03 Ağustos 2021
İnanması güç ama Ağustos’a geldik! Bu aya adını veren ilk Roma imparatorunun iş hayatına fikir verebilecek yedi sözüne kulak verelim mi?
‘Yavaşça acele et’. Günümüz iş dünyasındaki en önemli maharet zamanı doğru kullanmak. Telaşa kapılmakla olayların gerisinde kalmak, meseleleri enikonu düşünmekle demiri tavında dövmek arasındaki dengeyi kurmak belki de hiç bu kadar zor olmamıştı. Ne zaman yavaşlayıp ne zaman hızlanmak gerektiğini tartmak, her üst düzey yönetici için temel muhakeme sınavı.
‘İyi yapılmış bir şey yeterince hızlı yapılmıştır’. Hız-yeterlilik dengesinde imparatorun tercihinin ikinciden yana olduğu anlaşılıyor. Ancak günümüzde, bilhassa erken aşama (start-up) girişimler için zamanlamanın da ürünün (yeterliliğin) bir parçası olduğunu unutmamalı.
‘Pratik yapmak; her şeyin efendisi’. Daha önce bu köşedeki ‘masa başı yerine test’ yazısında da değindiğimiz bir konu. Bir işin teorisini bilmek elbette önemli. Ancak onu sahada denemeden ve daha önemlisi günlük rutinin parçası haline getirmeden, meseleye gerçekten hakim olduğumuzu iddia etmek zor.
‘Gökkuşağı isteyen yağmura razı olsun’. Mücadele etmeden başarmak, yorulmadan öğrenmek, yatırım yapmadan kazanmak, beklemeden ulaşmak gerçek hayatta pek mümkün değil. Şirketler için de kişiler için de, hedefi ve hedefe varmakta yaşanan zorlukları akılcı bir şekilde tartmak, bir kez yola çıkınca da eskilerin sebat dedikleri meziyetle yürümek önemli.

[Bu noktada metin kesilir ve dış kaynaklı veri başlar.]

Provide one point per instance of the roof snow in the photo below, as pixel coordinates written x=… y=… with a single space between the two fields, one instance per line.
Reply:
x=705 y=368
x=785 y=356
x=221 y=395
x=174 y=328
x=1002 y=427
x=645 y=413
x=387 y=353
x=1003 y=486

‘Yetkim hepsinden üstte olsa da, çalışma arkadaşlarımdan fazla gücüm olmadı’. Doğrusu 40 yıldan fazla Roma’yı yöneten biri için bu gerçekçi bir ifade mi, tartışılır. Ancak imparatorun yakın ekibinin görüşlerine önem verdiği biliniyor. Belirsizliklerin yükseldiği, zaman ve performans baskısının arttığı ve meselelerin karmaşıklaştığı günümüzde, yöneticilerin farklı özellikler taşıyan, interdisipliner takımlar yönetmeleri gerekiyor. Bunu başarmak için, yetki ve güç kullanımını, hem liderlik edip hem alan bırakacak şekilde, optimal seviyede tutmak şart.
‘Tuğladan bir şehir olarak bulduğum Roma’yı mermerden bir kent olarak devrediyorum’. Neticede yönetim bir performans işi: ne devraldınız (satış, karlılık, kabiliyetler), ne devrettiniz. Bu yüzden, başarı kriterlerini baştan belirlemek ve dönemsel olarak ‘tartıya çıkmak’ şart.

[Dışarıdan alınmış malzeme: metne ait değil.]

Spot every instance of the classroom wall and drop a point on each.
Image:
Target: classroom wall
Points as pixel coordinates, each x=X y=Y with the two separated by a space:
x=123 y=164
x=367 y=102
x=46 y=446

‘İsimlerimizi kuma yazarız: sonra dalgalar gelir ve onları siler’. Ölümünden iki bin yıl sonra DÜNYA Gazetesi’nde bir iş hayatı köşesine konuk olduğuna göre Augustus’un ismini dalgalar pek silmemiş. Ancak bu söz bence hepimizin kulağına küpe olmalı.
Nitekim ismimizden çok eserlerimize odaklanmanın yolu da bu.